Ve başka bir şiirinde;
'Feryadı bırak, kendine gel, çünkü zaman dar'
Uğraş ki; telafi edecek bunca zarar var.'
Diyerek çalışmayıp, ter dökmeyip sadece ağlayan aciz insanları uyarmaktadır.
O, bu güzel hasletleri, elbette ki büyük bir hayranlık duyduğu ve hayatı boyunca tek ölçü olarak örnek alıp büyük bir aşkla bağlandığı o büyük Nebi,  Resul-ü Zişan(S.A.V.)  Efendimiz' den almış, ömrü boyunca da büyük bir itinayla tatbik etmiştir.
Başka şiirlerimiz ve şairlerimiz de vardır elbette. Gençlik yıllarımızda dilimizden düşürmediğimiz 'LEKE' adlı şiirin ilerleyen bölümlerinde de şair aynı inançla haykırmaktadır;
'İnsan denmez; bir avuç yal için yerlerde sürünene,
  İnsan denmez; sesinden ürküp de dev görünene,
  İnsan denmez; hedefi görüp de diz çökmeyene,
  İnsan denmez; gözyaşı döküp de ter dökmeyene.'
Bir başka şairimiz; Halim Yağcıoğlu da, 'Atatürk'ten Son Mektup' adlı şiirinde bakın nasıl sesleniyor;
'Halâ on kasımlarda oturmuş bana ağlıyorsunuz,
Ve eskimiş sözlerle beni övüyor övüyorsunuz.

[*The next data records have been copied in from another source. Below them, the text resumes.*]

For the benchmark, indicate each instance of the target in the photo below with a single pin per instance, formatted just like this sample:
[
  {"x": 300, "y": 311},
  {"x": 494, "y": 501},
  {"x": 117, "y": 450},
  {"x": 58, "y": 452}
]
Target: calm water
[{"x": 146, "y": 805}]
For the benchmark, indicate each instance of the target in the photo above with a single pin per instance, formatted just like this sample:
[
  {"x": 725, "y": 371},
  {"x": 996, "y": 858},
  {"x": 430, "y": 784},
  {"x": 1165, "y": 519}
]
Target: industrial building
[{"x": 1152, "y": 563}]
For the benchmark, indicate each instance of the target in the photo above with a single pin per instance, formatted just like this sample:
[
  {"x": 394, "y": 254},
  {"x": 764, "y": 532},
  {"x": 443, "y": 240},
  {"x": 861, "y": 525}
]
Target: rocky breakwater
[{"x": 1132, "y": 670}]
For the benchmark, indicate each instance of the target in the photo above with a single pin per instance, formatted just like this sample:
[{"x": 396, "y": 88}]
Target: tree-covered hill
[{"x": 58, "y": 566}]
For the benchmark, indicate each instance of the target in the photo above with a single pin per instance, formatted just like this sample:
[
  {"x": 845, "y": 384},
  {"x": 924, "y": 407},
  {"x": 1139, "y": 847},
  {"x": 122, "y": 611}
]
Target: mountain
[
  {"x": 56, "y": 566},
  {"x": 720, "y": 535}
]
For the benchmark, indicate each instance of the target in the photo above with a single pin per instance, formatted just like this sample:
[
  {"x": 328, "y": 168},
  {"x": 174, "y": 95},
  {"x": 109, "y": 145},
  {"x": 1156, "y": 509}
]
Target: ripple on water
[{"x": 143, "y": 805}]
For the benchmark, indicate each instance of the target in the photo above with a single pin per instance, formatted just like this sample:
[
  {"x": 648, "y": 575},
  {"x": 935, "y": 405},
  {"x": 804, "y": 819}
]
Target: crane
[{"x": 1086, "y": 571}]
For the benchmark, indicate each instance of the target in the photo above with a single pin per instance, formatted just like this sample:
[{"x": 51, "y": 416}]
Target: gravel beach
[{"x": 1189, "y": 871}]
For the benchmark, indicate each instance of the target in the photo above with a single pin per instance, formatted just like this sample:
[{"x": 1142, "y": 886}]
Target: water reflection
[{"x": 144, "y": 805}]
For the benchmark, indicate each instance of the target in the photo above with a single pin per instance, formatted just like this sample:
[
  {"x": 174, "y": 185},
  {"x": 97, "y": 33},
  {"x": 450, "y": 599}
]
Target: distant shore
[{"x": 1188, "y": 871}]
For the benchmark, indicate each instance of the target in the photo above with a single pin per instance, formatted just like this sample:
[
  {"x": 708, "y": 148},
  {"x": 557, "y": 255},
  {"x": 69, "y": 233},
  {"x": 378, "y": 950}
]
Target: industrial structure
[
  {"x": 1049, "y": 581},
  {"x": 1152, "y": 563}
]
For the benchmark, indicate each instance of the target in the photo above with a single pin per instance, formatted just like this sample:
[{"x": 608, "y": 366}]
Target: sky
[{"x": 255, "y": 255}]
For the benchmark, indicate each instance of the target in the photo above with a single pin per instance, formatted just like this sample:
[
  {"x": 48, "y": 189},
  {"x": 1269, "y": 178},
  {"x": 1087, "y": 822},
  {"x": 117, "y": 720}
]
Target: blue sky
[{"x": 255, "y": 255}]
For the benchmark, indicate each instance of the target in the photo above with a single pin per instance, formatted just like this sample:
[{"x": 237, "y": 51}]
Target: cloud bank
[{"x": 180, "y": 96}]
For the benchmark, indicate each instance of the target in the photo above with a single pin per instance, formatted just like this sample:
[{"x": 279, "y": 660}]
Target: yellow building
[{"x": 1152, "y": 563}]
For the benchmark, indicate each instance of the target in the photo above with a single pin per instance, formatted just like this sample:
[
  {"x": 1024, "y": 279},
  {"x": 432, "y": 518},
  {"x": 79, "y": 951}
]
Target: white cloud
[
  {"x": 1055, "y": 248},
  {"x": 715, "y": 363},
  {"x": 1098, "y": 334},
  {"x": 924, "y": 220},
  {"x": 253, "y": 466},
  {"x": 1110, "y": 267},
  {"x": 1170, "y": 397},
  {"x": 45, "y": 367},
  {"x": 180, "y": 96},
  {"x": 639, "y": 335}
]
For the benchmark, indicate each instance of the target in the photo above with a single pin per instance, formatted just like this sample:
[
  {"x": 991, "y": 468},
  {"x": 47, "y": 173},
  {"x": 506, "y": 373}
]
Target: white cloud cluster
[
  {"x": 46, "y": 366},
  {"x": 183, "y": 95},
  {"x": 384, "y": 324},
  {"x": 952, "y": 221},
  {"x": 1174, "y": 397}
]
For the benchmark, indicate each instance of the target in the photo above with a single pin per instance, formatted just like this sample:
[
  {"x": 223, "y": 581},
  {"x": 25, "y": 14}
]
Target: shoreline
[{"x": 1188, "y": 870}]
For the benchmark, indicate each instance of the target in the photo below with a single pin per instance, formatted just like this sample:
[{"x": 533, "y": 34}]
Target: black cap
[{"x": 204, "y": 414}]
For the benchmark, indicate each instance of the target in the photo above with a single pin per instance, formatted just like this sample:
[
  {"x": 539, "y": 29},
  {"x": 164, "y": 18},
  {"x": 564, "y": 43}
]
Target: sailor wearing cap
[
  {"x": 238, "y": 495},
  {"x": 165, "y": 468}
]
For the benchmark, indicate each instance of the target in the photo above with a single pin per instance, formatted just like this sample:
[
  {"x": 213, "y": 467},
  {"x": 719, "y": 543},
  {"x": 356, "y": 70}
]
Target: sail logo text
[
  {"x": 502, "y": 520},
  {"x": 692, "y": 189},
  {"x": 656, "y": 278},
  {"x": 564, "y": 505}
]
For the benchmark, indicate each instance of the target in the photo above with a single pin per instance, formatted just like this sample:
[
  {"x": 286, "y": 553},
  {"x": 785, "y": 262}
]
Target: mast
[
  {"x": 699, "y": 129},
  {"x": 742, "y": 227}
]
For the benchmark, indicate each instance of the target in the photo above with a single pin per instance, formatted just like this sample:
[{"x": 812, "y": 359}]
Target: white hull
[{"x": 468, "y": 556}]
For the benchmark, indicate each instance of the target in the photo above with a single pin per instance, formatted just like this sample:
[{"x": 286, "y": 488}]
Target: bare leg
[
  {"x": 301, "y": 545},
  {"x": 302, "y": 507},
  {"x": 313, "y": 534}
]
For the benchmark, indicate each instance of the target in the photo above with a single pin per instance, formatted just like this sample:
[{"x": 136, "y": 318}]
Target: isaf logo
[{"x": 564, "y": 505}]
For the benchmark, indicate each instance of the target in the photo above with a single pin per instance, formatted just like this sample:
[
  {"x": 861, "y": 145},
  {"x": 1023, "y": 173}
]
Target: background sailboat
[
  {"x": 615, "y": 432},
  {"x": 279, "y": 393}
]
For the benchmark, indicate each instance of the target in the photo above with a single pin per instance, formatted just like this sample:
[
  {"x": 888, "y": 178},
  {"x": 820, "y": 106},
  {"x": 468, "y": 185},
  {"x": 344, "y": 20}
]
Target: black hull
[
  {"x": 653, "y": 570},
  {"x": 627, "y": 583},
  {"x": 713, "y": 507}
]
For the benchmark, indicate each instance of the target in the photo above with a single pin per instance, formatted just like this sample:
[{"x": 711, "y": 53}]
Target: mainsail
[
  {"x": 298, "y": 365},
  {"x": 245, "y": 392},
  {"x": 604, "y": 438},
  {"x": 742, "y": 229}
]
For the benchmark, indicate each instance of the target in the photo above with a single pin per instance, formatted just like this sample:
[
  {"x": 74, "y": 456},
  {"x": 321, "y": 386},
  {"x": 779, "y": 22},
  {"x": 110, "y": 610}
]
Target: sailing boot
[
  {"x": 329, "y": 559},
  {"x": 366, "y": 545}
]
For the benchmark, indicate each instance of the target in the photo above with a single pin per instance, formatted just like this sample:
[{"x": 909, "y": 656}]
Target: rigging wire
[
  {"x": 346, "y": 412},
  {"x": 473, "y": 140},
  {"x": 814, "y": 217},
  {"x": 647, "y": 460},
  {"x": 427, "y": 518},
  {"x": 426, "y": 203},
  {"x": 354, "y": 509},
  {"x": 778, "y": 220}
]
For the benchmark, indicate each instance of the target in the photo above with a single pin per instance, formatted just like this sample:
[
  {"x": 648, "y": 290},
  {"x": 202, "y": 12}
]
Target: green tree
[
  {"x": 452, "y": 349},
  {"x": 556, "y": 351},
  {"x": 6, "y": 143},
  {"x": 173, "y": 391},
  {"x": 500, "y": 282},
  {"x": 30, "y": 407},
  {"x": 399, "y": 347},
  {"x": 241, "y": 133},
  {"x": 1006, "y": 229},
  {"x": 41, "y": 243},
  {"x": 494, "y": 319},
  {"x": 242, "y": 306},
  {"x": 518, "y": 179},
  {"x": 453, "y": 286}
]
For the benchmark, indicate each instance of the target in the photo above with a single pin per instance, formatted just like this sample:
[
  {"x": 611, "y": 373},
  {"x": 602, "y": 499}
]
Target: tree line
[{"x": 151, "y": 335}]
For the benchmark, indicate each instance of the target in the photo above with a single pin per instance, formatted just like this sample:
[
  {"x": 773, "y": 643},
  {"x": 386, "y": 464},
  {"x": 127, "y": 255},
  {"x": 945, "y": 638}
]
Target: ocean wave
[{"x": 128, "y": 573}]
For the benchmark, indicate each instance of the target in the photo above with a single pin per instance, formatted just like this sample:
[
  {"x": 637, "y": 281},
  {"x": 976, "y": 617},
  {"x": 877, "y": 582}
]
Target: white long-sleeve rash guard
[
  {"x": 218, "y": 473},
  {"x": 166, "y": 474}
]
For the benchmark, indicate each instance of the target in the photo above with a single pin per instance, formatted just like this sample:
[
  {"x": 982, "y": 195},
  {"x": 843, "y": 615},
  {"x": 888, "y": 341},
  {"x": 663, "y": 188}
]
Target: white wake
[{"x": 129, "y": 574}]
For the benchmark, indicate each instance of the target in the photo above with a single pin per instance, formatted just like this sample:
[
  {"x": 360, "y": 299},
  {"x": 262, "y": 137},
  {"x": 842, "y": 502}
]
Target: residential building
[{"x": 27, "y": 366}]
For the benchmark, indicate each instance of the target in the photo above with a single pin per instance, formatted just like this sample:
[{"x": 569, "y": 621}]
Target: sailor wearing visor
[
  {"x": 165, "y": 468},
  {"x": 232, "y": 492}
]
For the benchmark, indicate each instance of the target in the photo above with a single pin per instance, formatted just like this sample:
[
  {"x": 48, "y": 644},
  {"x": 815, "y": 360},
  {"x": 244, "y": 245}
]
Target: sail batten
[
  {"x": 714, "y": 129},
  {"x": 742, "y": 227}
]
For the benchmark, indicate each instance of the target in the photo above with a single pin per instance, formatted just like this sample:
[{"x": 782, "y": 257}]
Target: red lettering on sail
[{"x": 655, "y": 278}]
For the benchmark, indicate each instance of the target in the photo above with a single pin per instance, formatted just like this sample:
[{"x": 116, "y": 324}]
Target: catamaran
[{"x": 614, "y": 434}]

Bırakın o altın yaprağı artık bırakın, bırakın,
Siz bana neler yaptınız; onlardan haber verin,
Hakkından gelebildiniz mi yokluğun sefaletin?'
Evet ağlamak, sadece ağlamak ve avunmak. Aciz insanlara has özelliklerdir.
Atatürk te demiyor mu?
'Çalışmadan, yorulmadan, üretmeden, rahat yaşamayı alışkanlık haline getirmiş milletler; evvela haysiyetlerini, sonra hürriyetlerini, daha sonra da istiklâl ve istikballerini kaybetmeye mahkûmdurlar.'
Ağlamadan, ağlanacak ve acınacak durumlara düşmeden, düşünerek ve tartarak konuşan, fikir ve iş üreten, birbirine saygılı, kibar ve zarif insanlar olarak yaşayabilen insanların oluşturduğu medeni bir toplum olabilmek dileğiyle.